Two Popes Talk about how Hard it is to Hear God’s Voice

Two Popes Talk about how Hard it is to Hear God’s Voice

One of the goals of director Fernando Meirelles in his recent movie The Two Popes was to present Pope Benedict and Pope Francis in an “everyman’s” light. As such, the movie has scenes capturing the vast scope and grandeur of the world’s largest church as well as more intimate moments such as Benedict and Francis gearing up in their papal robes and eating pizza in a side room of the Sistine Chapel.

Although the interactions of the two popes in the film are largely imagined, their conversations are based on various published speeches and writings. One of the signature scenes in the movie is a dialogue about hearing God’s voice. Benedict begins: 

Benedict: You know the hardest thing is to listen for God’s voice.

Francis: Even for a pope? 

Benedict: As a young man I always knew what God wanted – his purpose for me, but now? I don’t know. Perhaps I need to listen more intently. What do you think? 

Francis: I think perhaps I need a spiritual hearing aid. When I first heard God’s voice, it brought me peace; such peace. You must have felt that. The call, yes? 

Benedict: I asked God for a sign. I did. Nothing. I can’t hear his voice. Silence.

Here Pope Benedict is struggling to hear from God about his future role in the Church – should he stay or should he take early retirement? Francis (a cardinal at the time) responds to Benedict’s musings with his own experience hearing God’s call as a young man. Though it had been clear at the time, both men agreed how difficult it can be.

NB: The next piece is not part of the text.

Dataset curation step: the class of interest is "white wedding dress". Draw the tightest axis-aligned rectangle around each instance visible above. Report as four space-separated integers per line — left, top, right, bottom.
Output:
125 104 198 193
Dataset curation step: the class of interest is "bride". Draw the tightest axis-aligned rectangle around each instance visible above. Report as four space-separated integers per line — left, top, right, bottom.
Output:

Their conversation is reminiscent of so many of us. The struggle to hear God’s voice seems to apply whether we’re from the highest hierarchies of church life or we are brand new Christians. The question is, why? If God by his very nature is a speaking God (the Old Testament alone records references to him speaking over 3800 times), how can something so basic to the Christian faith be so difficult?

A verse in the book of Job redirects the problem from God to us. Like us, Job’s audience found themselves complaining that God was silent. The writer goes on to explain that God was speaking, but they didn’t notice it (Job 33:13-15). The problem was with them, not with God.

The Talking God

When we are struggling to hear from God, we first need to remind ourselves that the expectation to hear God’s voice is a good one. Indeed it is a biblical one. The God of the Bible is a talking God. Two-way conversation lies at the core of relationship with him and is the key distinctive of the New covenant (Acts 2:16,17) as well as the pattern of the entire biblical narrative. Most of the Bible is made up of God conversations! Story after story tells how the biblical characters heard from God, believed it in faith and acted to see it come to pass. Indeed God does nothing without first speaking it (Amos 3:7). So our expectation should be that we can and will hear God’s voice clearly.

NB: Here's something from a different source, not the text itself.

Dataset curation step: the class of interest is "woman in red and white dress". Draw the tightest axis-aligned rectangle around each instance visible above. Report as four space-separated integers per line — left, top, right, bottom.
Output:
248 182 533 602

If God is speaking then, why don’t we notice it? Part of the issue relates to our ideas about what God says. Too often we come to God with our own agendas – we need answers and we need them now! But God speaks to us as the continuing voice of Jesus (John 14:26; John 16:13). It is his mission that defines the conversation. The Spirit speaks today to bring God’s kingdom from heaven to earth. Hearing and following God’s voice is designed to make us more like Jesus.

This means the silence we’re experiencing may be because our agenda for hearing and God’s agenda for speaking is mismatched. We come to him asking about whether to take a new job, where to live or what person to marry. He comes to us asking us to forgive our father, wash the dishes or be kind to the grumpy next door neighbour. What we need to do is to set aside our own agendas and allow the Spirit to speak to us about whatever is on God’s heart. Then, once we’ve heard God speak, we make a decision to follow (John 10:27; John 14:21). It is this kind of understanding that positions our heart to hear clearly from God every time. It’s a principle that applies to every single member of God’s church – even to the pope (Acts 2:16,17).